Polvo eras y polvo serás. Eso era en verano. En invierno decíamos: barro eres más sacrum luto (barro sagrado).
Porque era nuestro barro y nuestro polvo, ése que nos vio nacer y nos envolvió cuando siendo niños corríamos entre las casas o saltábamos por los campos. El frío en el invierno era terrible, tanto como el calor del verano era asfixiante. Nuestras madres refunfuñaban todo el tiempo suspirando por una tierra como Dios manda y nuestros padres, empapados en su sudor o adheridos de tierra húmeda y pegajosa, las reprendían en son de broma, amenazándolas con la idea de marchar a otro lugar, dejando los hogares atrás, sin volver la vista jamás, como hizo Lot con su familia.
Entonces llegaba el lamento en forma de aullido femenino por la blasfemia de los hombres, tan descreídos de Dios como para llegar a decir algo tan grave – abandonar la tierra de sus antepasados. Brutos irracionales. – Y la risa compartida de hombres y mujeres, felices en su pobreza se hacía eco entre los valles y montañas circundantes.
Entonces pasó …
Y ahora vivo en un largo callejón muy bien protegido. Si miras desde dentro hacía fuera verás que a su entrada se apostan guardias con metralletas y más allá de donde ellos se encuentran, enormes alambradas con perros adiestrados nos guardan.
Pero creo que su presencia ya es completamente innecesaria. Llevo dieciséis meses viviendo aquí tras la larga travesía, y jamás ocurrió nada. Los vecinos son buenas personas que se ayudan y prestan, lo poco o nada que poseen, los unos a los otros, como manda la ley de Dios. Los que vinieron portando la gran plaga quedaron atrás, convertidos en estatuas de sal, o eso dice mi padre cuando le pregunto al respecto.
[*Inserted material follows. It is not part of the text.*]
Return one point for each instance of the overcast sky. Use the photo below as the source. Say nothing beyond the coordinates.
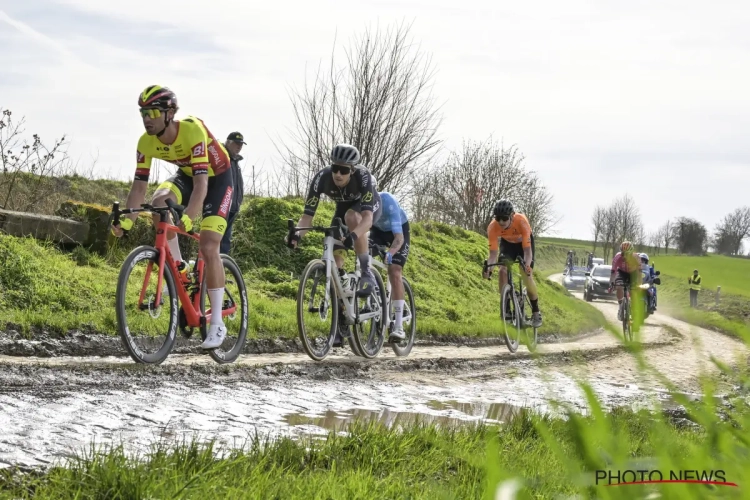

A los hombres, ahora que no deben trabajar la tierra, les gusta reunirse en círculos y los puedes ver cada anochecer en cuclillas, junto a una lumbre, charlando amigablemente de sus esperanzas y sus anhelos (barro y polvo). Es cierto que durante el día son más taciturnos y a menudo pasan caminando con la cabeza gacha, grises espantajos, de un lado a otro del campamento, sin mucho que hacer, sudorosos en verano y ateridos de frío cuando transcurre el invierno.
Las mujeres, por el contrario, es de día cuando están más dicharacheras. Me gusta verlas formando grandes grupos de voces agudas, que no guardan ni orden ni concierto, al menos en apariencia, porque al final todas pasan por la fuente, como le llamamos nosotros al pequeño pozo compartido, y bañan y frotan sus ropas y las de sus familias en perfecta armonía, sin dejar de hablar de la tierra de la que salieron, aquella en la que vivieron siendo niñas, y de imaginar cómo será la tierra en la que les habrán de enterrar de viejas.
Nosotros, los niños, aunque extrañamos los refunfuños, las blasfemias y las risas compartidas de nuestros mayores, tratamos de ser felices entre el barro y el polvo de ésta, nuestra nueva calle a este lado de la frontera. Formamos un grupo amplio y heterogéneo de diversas edades que durante meses fue en aumento. Pero compartimos un elemento común que nos uniforma en el día a día. Y no, no me refiero a las tiendas pareadas, a los zapatos rotos, a las camisas recosidas, a las cabezas rapadas para evitar a las chinches, a las uñas largas y polvorientas, ni a los huesos sobresalientes que enmarcan nuestras figuras. Hablo de que todos y cada uno de los niños vecinos de nuestro callejón, jugamos cada día a hacer realidad los sueños que oímos gemir a nuestros padres y madres en sus conversaciones, ya sea junto a la fuente común o alrededor de la lumbre. Unos mirando hacia atrás, hacia el recuerdo de las montañas que nos hicieron abandonar para siempre jamás. Los nostálgicos. Y otros, los optimistas, con la vista perdida al frente, a lo lejos, suspirando por alcanzar esas tierras libres de guerras, que según dicen, se encuentran más allá de la frontera y de la que sólo nos separan las alambradas y los guardias con sus perros.
Jugamos los niños, cabalgando en el espectro del optimismo y la nostalgia, a que de mayores seremos grandes hombres que gobernaremos justamente, aboliendo las vallas y a los soldados que las guardan, para que cada cual pueda ir a donde quiera y nunca nadie tenga que volver a vivir anclado en una ratonera, masticado por el polvo y el barro de una triste calle de frontera.